The new viewer is now mandatory, as announced on the official blog.

This comes just two days after the viewer was officially released and one day after Pastrami Linden blogged regarding a flurry of emails about the viewer, half delighted and half enraged.

In terms of customer service skills, this is yet another glaring example of Linden Lab’s shortfall in that department. 24 hours after a blog entry with people arguing, complaining, praising and generally rambling, they decide to make this controversial viewer mandatory.

I’ve actually upgraded my video card, partially due to the new viewer. I needed to upgrade anyway as I wanted to play Neverwinter Nights 2 and my card was slightly under spec, however I’d held off on that. The new viewer finally pushed me over the edge.

Nicely timed for a Friday release, I predict a weekend of whining ahead.

So what’s the problem with the new viewer? My old graphics card defaulted to low settings, this made the grass blotchy. I tweaked around but couldn’t find a good balance between graphics and performance. I didn’t bother fiddling too much because this happened to me when it was a release candidate viewer at the time. Maybe if I’d fiddled enough I’d have had my grass back, but a lot of people won’t bother doing this.

I’d mainly been using the release candidate to transfer land to myself, I was getting a buffer overrun error with the then main viewer and couldn’t transfer land to myself all too often. In terms of technical performance therefore I’ll admit this viewer is an improvement.

Aha I hear you cry, there you go then, if you want to move onwards and upwards you need to upgrade, take a hit on your graphics or leave (in which case, can I have your stuff).

However let’s just consider the customer service aspect of this. In my spare spare time (as Second Life takes up a lot of my main spare time) I play the Daddy of them all, I’m a mighty warlock sending the fear of God into Warriors or a Mage turning people into Sheep in World of Warcraft. Technically different I’ll grant you, but Blizzard take into account that a certain number of their users operate on older kit. Not so old that you’d be playing Manic Miner on it in your spare time, but they realise that not everyone is using state of the art gaming machines. When they released The Burning Crusade expansion pack a lot of people were making comments like “WTF, why isn’t this on DVD” and Blizzard answered “Because plenty of people still use CD’s”.

World of Warcraft has recently released a new patch, all singing, all dancing and all working fine on my old graphics card. Aha you cry, it’s a completely different experience, it’s client side rendering, it’s not user created content. However, close but no cigar. The customer service service side of Blizzard means they don’t go racing away with fancy graphics, indeed plenty of people complain that the graphics on World of Warcraft aren’t good enough and yet, their user figures tell a different story (of course there are allegations that these are skewed by Gold farmers but it’s one account they count, not each character).

Linden Lab will piss a lot of people off with this new viewer. Whereas some people will say “tough titty” to those who now struggle, business people may soon be singing a different tune. For example if enough of my renters struggle with this viewer, there goes my income, there goes the income of the creators of the buildings they buy, the clothes they buy, the animations they buy, the pose balls, the scripts, the huds yadda yadda yadda.

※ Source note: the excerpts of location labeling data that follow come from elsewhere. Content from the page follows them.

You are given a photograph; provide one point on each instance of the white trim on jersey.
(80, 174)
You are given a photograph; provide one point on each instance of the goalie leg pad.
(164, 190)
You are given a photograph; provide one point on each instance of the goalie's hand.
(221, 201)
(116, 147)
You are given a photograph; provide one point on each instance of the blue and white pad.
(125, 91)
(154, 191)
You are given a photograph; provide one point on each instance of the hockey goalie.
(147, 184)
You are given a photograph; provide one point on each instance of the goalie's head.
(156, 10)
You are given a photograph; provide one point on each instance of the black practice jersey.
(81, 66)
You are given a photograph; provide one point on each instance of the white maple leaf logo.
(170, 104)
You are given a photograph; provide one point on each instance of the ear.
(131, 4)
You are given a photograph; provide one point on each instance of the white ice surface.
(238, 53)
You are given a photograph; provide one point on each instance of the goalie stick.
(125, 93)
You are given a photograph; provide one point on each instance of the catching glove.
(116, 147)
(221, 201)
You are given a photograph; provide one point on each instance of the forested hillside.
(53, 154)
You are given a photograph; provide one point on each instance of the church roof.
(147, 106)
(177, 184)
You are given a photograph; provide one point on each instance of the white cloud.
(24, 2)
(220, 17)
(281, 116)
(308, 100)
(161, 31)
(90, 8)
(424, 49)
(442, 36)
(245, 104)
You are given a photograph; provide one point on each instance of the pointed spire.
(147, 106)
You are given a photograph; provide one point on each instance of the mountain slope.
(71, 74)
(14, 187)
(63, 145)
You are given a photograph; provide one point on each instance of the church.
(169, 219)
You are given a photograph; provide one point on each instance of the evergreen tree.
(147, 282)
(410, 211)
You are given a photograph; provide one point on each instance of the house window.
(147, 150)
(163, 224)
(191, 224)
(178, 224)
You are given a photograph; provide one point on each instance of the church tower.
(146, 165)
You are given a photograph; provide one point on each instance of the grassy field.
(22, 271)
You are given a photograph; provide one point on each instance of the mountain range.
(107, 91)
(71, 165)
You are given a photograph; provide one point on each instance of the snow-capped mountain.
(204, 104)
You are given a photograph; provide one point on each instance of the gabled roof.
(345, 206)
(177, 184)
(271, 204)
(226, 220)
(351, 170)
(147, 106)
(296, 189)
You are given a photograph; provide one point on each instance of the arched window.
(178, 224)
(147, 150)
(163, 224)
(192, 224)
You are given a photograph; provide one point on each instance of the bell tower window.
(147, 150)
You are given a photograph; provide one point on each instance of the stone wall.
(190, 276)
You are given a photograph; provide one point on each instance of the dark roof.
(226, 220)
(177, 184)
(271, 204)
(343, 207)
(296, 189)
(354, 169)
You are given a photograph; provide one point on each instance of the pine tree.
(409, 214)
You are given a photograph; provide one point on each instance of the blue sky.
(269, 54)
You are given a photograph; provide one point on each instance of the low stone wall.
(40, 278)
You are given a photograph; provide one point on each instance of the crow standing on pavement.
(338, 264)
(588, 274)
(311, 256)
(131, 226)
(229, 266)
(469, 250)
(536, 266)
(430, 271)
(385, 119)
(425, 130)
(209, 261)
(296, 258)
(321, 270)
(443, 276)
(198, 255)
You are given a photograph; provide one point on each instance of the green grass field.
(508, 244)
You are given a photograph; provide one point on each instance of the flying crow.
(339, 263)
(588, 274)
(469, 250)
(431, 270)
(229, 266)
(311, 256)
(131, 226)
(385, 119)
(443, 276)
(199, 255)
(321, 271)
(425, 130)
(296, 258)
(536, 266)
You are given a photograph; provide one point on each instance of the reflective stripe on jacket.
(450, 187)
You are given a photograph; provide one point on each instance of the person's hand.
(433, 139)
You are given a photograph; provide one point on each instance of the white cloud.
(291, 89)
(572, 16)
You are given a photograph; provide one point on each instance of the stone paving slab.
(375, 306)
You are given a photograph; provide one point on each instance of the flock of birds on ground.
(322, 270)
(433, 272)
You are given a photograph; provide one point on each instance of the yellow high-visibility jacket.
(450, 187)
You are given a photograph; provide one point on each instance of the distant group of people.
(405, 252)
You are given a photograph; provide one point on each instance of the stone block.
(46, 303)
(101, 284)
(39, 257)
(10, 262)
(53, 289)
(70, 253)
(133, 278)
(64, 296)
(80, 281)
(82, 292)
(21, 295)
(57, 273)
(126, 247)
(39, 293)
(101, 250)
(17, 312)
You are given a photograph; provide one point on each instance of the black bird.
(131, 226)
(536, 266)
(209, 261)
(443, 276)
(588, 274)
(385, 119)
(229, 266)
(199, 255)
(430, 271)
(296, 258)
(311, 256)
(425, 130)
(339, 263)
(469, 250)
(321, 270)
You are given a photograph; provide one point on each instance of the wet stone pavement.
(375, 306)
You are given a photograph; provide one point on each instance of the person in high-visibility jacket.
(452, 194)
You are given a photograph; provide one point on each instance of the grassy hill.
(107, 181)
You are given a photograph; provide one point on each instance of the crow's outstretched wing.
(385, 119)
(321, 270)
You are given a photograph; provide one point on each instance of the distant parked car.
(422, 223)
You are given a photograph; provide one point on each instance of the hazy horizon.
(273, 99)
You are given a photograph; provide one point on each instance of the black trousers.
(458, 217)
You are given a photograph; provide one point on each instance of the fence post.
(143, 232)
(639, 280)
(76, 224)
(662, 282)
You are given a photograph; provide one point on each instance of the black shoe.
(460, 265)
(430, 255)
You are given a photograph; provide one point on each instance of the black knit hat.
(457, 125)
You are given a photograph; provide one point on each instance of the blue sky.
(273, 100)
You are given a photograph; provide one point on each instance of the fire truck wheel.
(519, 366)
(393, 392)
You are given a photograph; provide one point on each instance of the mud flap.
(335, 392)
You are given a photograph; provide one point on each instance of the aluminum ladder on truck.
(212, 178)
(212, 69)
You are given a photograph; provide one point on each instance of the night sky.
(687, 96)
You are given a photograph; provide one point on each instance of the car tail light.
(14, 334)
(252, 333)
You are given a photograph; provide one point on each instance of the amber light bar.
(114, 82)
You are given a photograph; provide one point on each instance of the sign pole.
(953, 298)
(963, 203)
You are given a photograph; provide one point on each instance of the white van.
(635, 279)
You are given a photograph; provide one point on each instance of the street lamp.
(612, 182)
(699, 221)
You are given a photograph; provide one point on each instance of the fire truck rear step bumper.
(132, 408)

So yes, things progress, life goes on, the bar gets raised, but does it have to be done so quickly with so many people complaining they are having difficulties? Do any of the technical people at LL ever stop to wonder about the customer support implications of their decisions?

I seriously hope the new CEO is interested in customer service, the geeks won’t inherit the earth.

Second Life isn’t a game to many people, it’s more of a business platform and business people often lag behind gaming rigs.